What Was Predicted: An artificial intelligence could not only run all functions of an interplanetary craft, but also beat humans at chess, engage in conversations using voice synthesis, and sing. Oh yeah, it could also kill people.
Where We Stand Now: The HAL 9000 was ahead of its time (and ours) in terms of an independently thinking machine. Artificial intelligence has progressed in the research stage, at such places as the Massachusetts Institute of Technology, and vehicles in unmanned expeditions to other planets (like a Mars rover) are being developed with cognitive tools that may allow them to think about how to react to stimuli without waiting for instructions to be broadcast from Earth. But we’re still a ways off.
Lynn Andrea Stein, a professor of computer science at Massachussetts’ Franklin W. Olin College of Engineering, points out that today’s computers can tackle all kinds of specialized tasks. But when it comes to complex human traits such as judgment and creativity, technology still can’t compute.
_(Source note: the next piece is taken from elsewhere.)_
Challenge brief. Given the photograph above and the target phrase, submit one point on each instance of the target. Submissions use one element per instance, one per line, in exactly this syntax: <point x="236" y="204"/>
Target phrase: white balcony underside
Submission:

“Wonder, fear, free will … each of these is a very complicated phenomenon, and I think we’ll need to understand them much better before we can help the computer to have any of them (if we ever can),” she told ABCNEWS.com in an e-mail.
At least the filmmakers got the chess part right. In 1968 international chess master David Levy wagered that no computer could beat him in 10 years, and he won the bet in 1978 when he defeated the Chess 4.7 computer with three wins and one draw. But today, computers such as Deep Thought and Deep Blue have defeated grand masters in tournament play.
There are commonly available text-to-voice “reading” software applications. Also, a program by Myriad called Virtual Singer can mimic human voice, so the dulcet tones of HAL singing “Daisy” could not only be matched but likely improved.
In terms of murder? As much as we may want to kill our computers, fortunately there hasn’t been a case of the reverse.
Warner Bros., which owns the rights to 2001, is planning a theatrical re-release of the film in the fall of 2001.